We’ve been using OpenStack for a while and so recently we decided to contribute back some of our work to the OpenStack Sahara project. OpenStack Sahara aims to make it easy to do data processing on OpenStack, the project currently supports spawning Hadoop clusters and running data processing jobs on data in the OpenStack Object Store (OpenStack Switf).
OpenStack Cinder Data Locality
The first contribution is in the form of Nova and Cinder filters and weighers to support spawning Cinder volumes on the same host as the virtual machine. The goal is to close the gap (as much as possible) between physically attached disks on a physical server and volumes on a virtual machine In terms of performance in an IO intensive environment. The contribution is still work in progress.

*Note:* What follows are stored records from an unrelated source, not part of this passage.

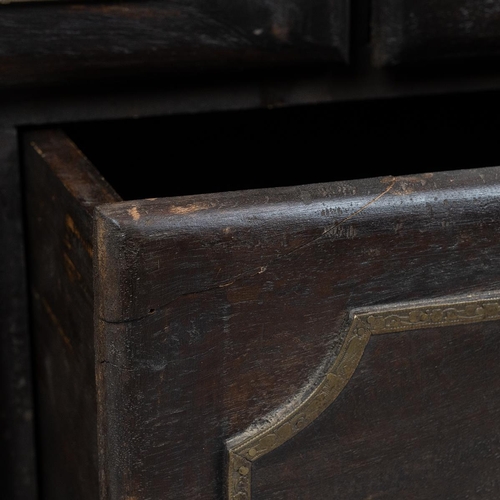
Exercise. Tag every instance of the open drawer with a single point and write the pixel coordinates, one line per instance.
(331, 340)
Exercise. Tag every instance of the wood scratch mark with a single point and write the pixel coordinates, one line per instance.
(134, 213)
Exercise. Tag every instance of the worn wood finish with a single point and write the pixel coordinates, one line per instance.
(214, 310)
(83, 42)
(17, 473)
(61, 191)
(416, 31)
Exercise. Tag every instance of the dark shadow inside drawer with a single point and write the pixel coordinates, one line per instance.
(266, 317)
(213, 152)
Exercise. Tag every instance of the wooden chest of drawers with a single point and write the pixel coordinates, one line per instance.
(335, 340)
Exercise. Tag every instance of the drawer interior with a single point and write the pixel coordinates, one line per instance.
(215, 152)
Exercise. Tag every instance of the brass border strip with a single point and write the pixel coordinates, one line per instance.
(257, 441)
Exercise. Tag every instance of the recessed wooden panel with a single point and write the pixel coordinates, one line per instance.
(419, 31)
(419, 419)
(89, 41)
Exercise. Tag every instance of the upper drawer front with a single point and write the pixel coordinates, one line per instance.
(411, 31)
(317, 341)
(62, 42)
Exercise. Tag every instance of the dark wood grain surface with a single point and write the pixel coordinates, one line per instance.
(436, 31)
(214, 310)
(61, 191)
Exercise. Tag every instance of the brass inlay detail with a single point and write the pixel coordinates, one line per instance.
(256, 442)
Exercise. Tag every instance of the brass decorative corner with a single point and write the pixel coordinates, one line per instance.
(255, 442)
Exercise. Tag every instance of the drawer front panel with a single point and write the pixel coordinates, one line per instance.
(218, 312)
(415, 31)
(63, 42)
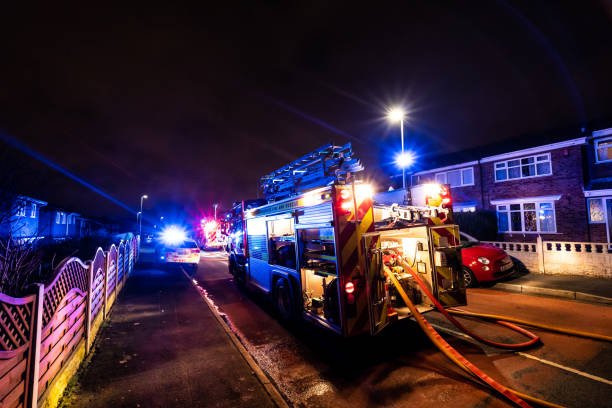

Hadoop HDFS High Availability
OpenStack Sahara currently supports spawning Hadoop clusters with Apache Hadoop (Vanilla) or HortonWorks HDP2. We decided to contribute by extending the HDP2 plugin by adding the support for spawning clusters with HDFS High Availability. Before Hadoop 2, HDFS NameNode was a single point of failure in any Hadoop cluster and losing the NameNode would render the whole cluster unavailable. With Hadoop 2, HDFS got a mechanism to support NameNode High Availability by using NFS or Quorum Journal Manager. Our contribution spawns a cluster with NameNode High Availability setup using the Quorum Journal Manager.
The proposition was accepted and merged in the Openstack Sahara specs project GitHub link. The code is pending review and approval Gerrit link. The code is expected to be merged in the next version of OpenStack (OpenStack Kilo expected in mid april 2015)